I’ve written before that there are a multitude of fine films being produced these days, but the counter to the good is that a) there is far more of the bad, and b) the sheer amount of bad means that the interesting and original films are less seen. Sure, if you have an incredible marketing campaign like Inception or Toy Story 3, people are going to show up. But small films that don’t have a big marketing push (like The Kids Are Alright or Cyrus), and even the big budget-but-little seen pictures that dont have an inherent audience (like Scott Pilgrim vs. The World or The Other Guys), are being skipped in favor of the latest Twilight flick. Do people want too see dumb movies? Do they want entertainment to just happen to them? After years of writing these movie reviews, I’d like to think not.
But this is far more than just a cry for the underdog (even though a little bit less CGI and a little more narrative substance never hurt anybody). No, instead think of this is a “cry for less films” column.
Yes, the movie critic said it — I want fewer movies. There is a theory that more competition will yield more profit for an industry, but there is also the reality of oversaturation of a marketplace. Oversaturation of a necessary good can allow for a feeling of “survival of the fittest” in an industry. But what happens when oversaturation happens to an unnecessary good, like movies?

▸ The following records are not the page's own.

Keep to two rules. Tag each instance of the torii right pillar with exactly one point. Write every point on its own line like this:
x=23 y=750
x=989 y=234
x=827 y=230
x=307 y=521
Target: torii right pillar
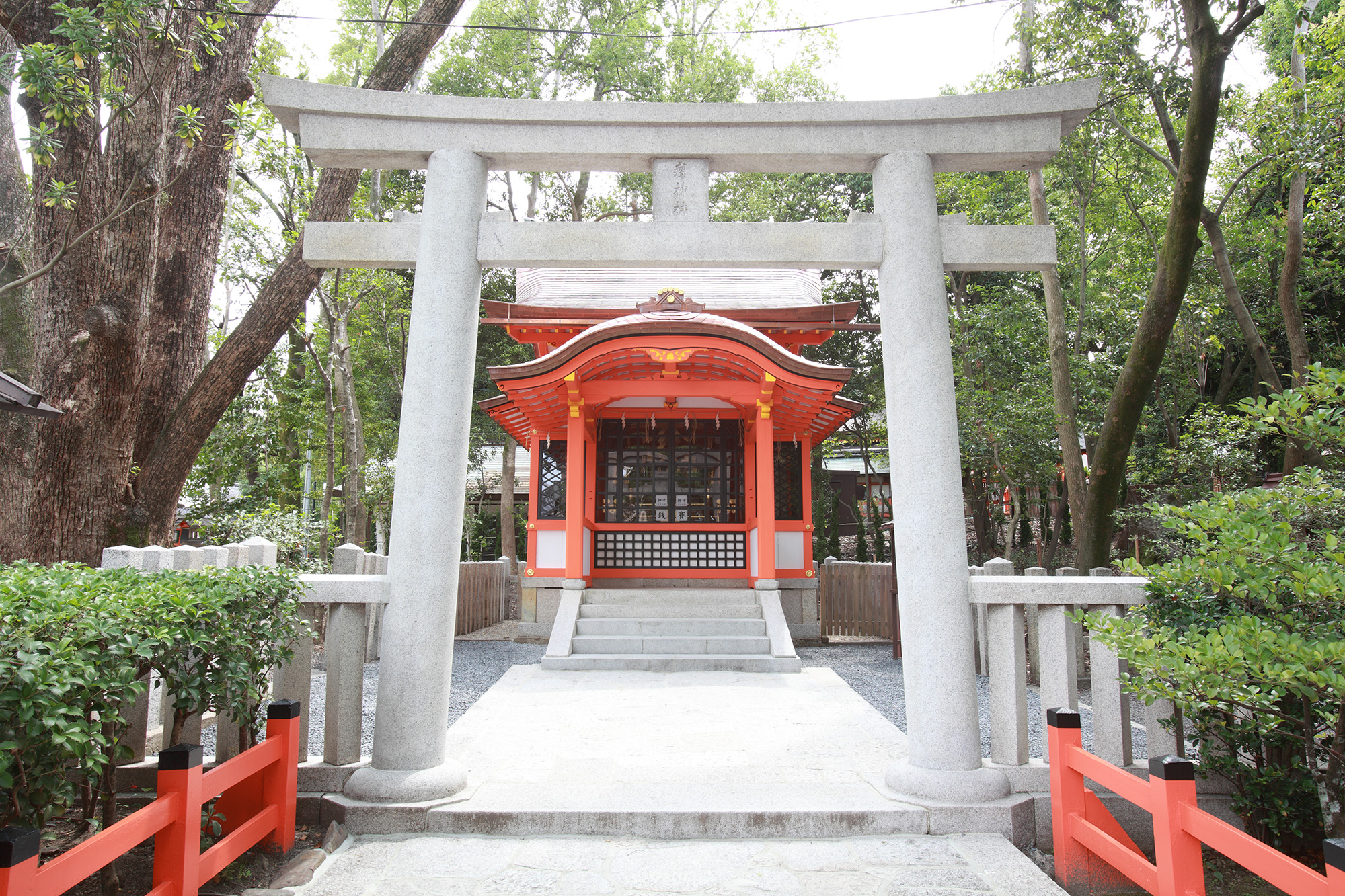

There is a popular theory in the film business known as “The Long Tail,” where so many small movies are released that they will collectively make more profit than the major Hollywood releases. There is another theory known as “overchoice,” wherein consumers are overwhelmed by the number of products available and end up walking away without buying anything at all. In a world where we can pirate movies for free online, where cable can offer us more than an overpriced trip to the latest Saw, what do you think will really happen?
Think of this week’s review as one on the current state of the film industry, and it isn’t a positive one. Too many movies are coming out, and until Hollywood slows it down, the best films will be ignored. I believe this will ultimately lead to a major degradation of the quality of films, and will ultimately alienate consumers.
Or maybe this was just a cop-out column, because I was having a lazy week. Either way, have a good weekend at the movies.
Star Rating: Who cares? Nothing good came out.